The definition of “vintage” when it comes to collector's items tends to shift over time, but generally refers to pieces produced at least 50 years ago, while antiques are more than 100 years old. Vintage tatting may be machine or hand made, and is considered an object of interest because it represents historic patterns and tatting techniques. People who collect vintage tatting typically store it in a safe place for its historic value, rather than using it, and may display certain items of interest.
In terms of modern pieces, vintage tatting involves making pieces with techniques that would have been used by earlier generations of tatters, and following patterns used during prior eras. Modern patterns and techniques are avoided to create a vintage or antiqued look, and people may also choose to work with supplies and thread that would have been available to tatters working 50 or more years ago. Tools for vintage tatting are available from some craft stores, along with patterns people can use to develop their projects.
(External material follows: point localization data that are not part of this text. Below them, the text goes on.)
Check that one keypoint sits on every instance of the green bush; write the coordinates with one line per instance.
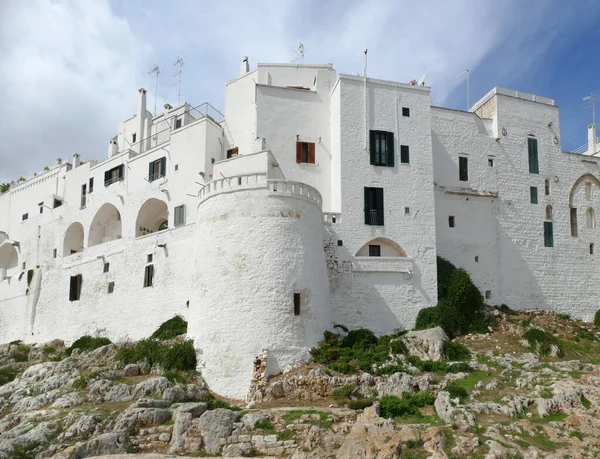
(171, 328)
(87, 343)
(456, 351)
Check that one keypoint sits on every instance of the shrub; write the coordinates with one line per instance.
(171, 328)
(87, 343)
(455, 351)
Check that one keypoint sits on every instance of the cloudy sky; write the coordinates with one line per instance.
(69, 69)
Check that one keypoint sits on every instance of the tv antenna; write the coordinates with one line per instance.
(179, 65)
(299, 53)
(592, 99)
(155, 71)
(468, 89)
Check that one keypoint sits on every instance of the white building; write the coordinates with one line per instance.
(316, 199)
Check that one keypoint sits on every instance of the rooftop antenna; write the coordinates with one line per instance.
(592, 99)
(155, 71)
(179, 64)
(300, 53)
(468, 91)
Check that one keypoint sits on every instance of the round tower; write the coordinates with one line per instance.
(260, 279)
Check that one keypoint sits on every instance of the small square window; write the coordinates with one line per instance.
(374, 250)
(297, 300)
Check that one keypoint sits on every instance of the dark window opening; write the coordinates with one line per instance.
(382, 148)
(75, 287)
(149, 276)
(374, 206)
(374, 250)
(297, 298)
(463, 169)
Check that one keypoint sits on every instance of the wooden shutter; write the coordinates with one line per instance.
(311, 153)
(367, 206)
(163, 166)
(379, 205)
(390, 149)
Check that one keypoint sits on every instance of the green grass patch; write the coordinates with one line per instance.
(171, 328)
(87, 343)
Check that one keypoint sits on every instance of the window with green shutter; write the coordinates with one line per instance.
(382, 148)
(533, 194)
(533, 156)
(548, 234)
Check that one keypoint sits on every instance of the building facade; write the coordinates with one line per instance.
(316, 199)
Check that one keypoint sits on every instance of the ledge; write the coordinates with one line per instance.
(383, 264)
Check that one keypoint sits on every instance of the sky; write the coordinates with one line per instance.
(70, 69)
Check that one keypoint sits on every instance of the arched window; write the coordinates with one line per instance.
(73, 241)
(106, 225)
(153, 216)
(591, 218)
(381, 247)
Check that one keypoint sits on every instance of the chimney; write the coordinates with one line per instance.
(592, 139)
(244, 68)
(141, 115)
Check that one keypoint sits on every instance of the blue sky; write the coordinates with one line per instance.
(70, 70)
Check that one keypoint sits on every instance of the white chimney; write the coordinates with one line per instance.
(244, 68)
(141, 115)
(592, 139)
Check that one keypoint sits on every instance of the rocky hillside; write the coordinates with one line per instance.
(528, 388)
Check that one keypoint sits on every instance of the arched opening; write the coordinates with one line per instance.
(590, 218)
(381, 247)
(153, 216)
(73, 241)
(9, 260)
(106, 225)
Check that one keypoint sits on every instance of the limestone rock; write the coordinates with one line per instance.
(426, 344)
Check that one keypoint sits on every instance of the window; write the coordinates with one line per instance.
(573, 222)
(463, 168)
(382, 148)
(113, 175)
(297, 299)
(305, 152)
(404, 156)
(533, 194)
(148, 276)
(533, 157)
(374, 206)
(157, 169)
(75, 287)
(374, 250)
(548, 235)
(232, 152)
(180, 215)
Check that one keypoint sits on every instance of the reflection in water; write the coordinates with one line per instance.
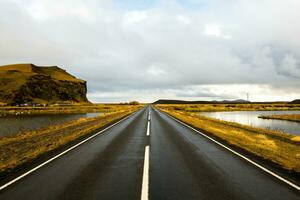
(10, 125)
(251, 118)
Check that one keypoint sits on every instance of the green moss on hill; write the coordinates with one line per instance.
(28, 83)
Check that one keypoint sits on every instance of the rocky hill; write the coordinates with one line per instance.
(31, 84)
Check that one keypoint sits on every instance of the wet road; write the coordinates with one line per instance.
(179, 164)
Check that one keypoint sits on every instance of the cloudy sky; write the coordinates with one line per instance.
(152, 49)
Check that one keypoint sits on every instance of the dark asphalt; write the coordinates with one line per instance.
(183, 165)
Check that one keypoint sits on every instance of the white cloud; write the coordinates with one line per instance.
(134, 17)
(161, 50)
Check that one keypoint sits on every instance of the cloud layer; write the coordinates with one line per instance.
(161, 49)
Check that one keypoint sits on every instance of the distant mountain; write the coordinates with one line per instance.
(296, 101)
(169, 101)
(31, 84)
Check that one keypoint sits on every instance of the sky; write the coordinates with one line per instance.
(153, 49)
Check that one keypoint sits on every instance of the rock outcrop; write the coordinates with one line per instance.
(31, 84)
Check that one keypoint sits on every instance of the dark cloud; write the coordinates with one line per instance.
(155, 48)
In addition to being used in crafts, vintage tatting is also sometimes employed in occupational therapy. Knotting and working with thread can provide people with better fine motor skills in addition to giving people projects to focus on and measure their progress with. People in psychiatric care may engage in tatting and similar crafts as part of their therapy, as can people recovering from injuries and strokes who want projects to work on.
"Machine tatting" is simply a misnomer. Tatting can only be made by hand. Anyone who calls something made on a machine "tatting" is totally uninformed and/or dishonest. Some things are being made on an embroidery machine using "tatting patterns" but they are machine embroidery, not tatting.
As a long time tatter, I can tell you, it is impossible to do actual tatting with a machine.